When computing the cost of inlining callee(), the inline cost analysis first subtract the callsite cost -- but only partially: it subtracts the cost associated with parameter passing, but does not subtract other size penalty associated with the eliminated callsite (presumably higher than base instruction cost). However, when considering the cost of new_cs1(), it not only adds the parameter passing cost, but also the additional penalty. Theoretically, if a simple wrapper function is inlined, there should be zero size impact, but in the current implementation, the wrapper function is blocked from being inlined.

In short, I think the simplest fix to the problem is to make the cost adjustment for the original and new callsites consistent -- it is very similar to the first version of the patch with the difference that CallPenalty is retained.

Regarding 'getCallCost' -- it computes the cost of both parameter passing and call itself.
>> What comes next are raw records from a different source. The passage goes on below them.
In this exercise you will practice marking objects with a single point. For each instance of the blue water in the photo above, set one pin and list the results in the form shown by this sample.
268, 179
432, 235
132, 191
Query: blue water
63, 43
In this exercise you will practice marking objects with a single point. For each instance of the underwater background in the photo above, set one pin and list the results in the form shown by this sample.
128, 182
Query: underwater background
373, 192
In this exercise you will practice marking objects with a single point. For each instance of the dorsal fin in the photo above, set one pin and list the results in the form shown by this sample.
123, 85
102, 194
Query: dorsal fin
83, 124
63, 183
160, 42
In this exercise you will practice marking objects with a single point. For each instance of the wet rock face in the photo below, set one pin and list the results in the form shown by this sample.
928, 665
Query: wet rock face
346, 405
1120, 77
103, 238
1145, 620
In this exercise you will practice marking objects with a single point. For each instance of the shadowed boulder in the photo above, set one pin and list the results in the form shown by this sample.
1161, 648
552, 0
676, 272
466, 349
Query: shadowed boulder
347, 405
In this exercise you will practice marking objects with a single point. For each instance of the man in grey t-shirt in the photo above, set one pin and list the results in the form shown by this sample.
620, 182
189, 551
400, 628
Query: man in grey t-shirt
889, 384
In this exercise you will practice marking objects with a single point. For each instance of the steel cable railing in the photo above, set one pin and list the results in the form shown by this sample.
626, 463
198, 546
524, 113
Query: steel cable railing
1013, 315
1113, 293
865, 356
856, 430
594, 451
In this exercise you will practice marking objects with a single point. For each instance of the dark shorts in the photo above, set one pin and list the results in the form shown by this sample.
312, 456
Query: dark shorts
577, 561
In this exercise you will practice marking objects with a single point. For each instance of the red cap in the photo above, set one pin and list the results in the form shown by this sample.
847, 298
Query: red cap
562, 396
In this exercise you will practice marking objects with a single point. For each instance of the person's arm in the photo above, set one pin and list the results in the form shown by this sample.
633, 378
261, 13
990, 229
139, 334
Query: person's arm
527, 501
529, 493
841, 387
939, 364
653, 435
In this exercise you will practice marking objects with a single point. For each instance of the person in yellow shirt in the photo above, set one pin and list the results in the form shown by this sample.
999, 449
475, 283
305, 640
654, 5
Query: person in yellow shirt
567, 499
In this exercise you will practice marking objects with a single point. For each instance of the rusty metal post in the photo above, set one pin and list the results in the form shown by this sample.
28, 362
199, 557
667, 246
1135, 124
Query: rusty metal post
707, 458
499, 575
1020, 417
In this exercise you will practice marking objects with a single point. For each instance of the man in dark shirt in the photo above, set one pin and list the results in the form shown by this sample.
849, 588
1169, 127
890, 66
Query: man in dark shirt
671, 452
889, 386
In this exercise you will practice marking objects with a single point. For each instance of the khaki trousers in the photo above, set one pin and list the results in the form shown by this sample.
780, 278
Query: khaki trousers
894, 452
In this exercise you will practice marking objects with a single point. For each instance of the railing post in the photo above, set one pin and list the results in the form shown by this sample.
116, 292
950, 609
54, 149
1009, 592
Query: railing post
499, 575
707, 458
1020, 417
Ideally it should be used in inline cost adjustment, but unfortunately implemented slightly differently -- e.g., the parameter passing cost computation is less sophisticated than what inliner uses.

jmolloy updated this revision to Diff 77027.Nov 7 2016, 6:14 AM
jmolloy edited edge metadata.

Hi David and Chandler,

Thanks for all these comments. I'm glad the two main reviewers agree with each other at this point :)

I've stripped this patch down to the basics - removing the skew. This one should be a no-brainer. Following up to this, I'd like to, in separate patches:

  • Change the minsize threshold to 5, as I've determined through testing that setting it to zero leaves codesize and performance on the table due to the inaccuracy of the IR cost model.
  • Improve TTI::getCallCost(), teaching it the tricks the inliner knows.
  • Hopefully eventually switch to using getCallCost() in the inliner.

Does this sound acceptable?

Cheers,

James

mehdi_amini accepted this revision.Nov 7 2016, 8:41 AM
mehdi_amini added a reviewer: mehdi_amini.

LGTM
(but you should wait a little to give an opportunity to chandlerc / davidxl to approve as well).

This revision is now accepted and ready to land.Nov 7 2016, 8:41 AM

This one looks good.

Easwaran, can you help measure the performance impact of this change with internal benchmarks?

eraman added a comment.Nov 8 2016, 9:52 AM

This one looks good.

Easwaran, can you help measure the performance impact of this change with internal benchmarks?

This is hurting one of our internal benchmarks by > 5%. I'm looking into the root cause now.

eraman added a comment.Nov 8 2016, 2:37 PM

This one looks good.

Easwaran, can you help measure the performance impact of this change with internal benchmarks?

This is hurting one of our internal benchmarks by > 5%. I'm looking into the root cause now.

It turns out this is due to a bug in a local inliner patch we have that got exposed by this (and that prevented one crucial function from being inlined). This patch itself LGTM.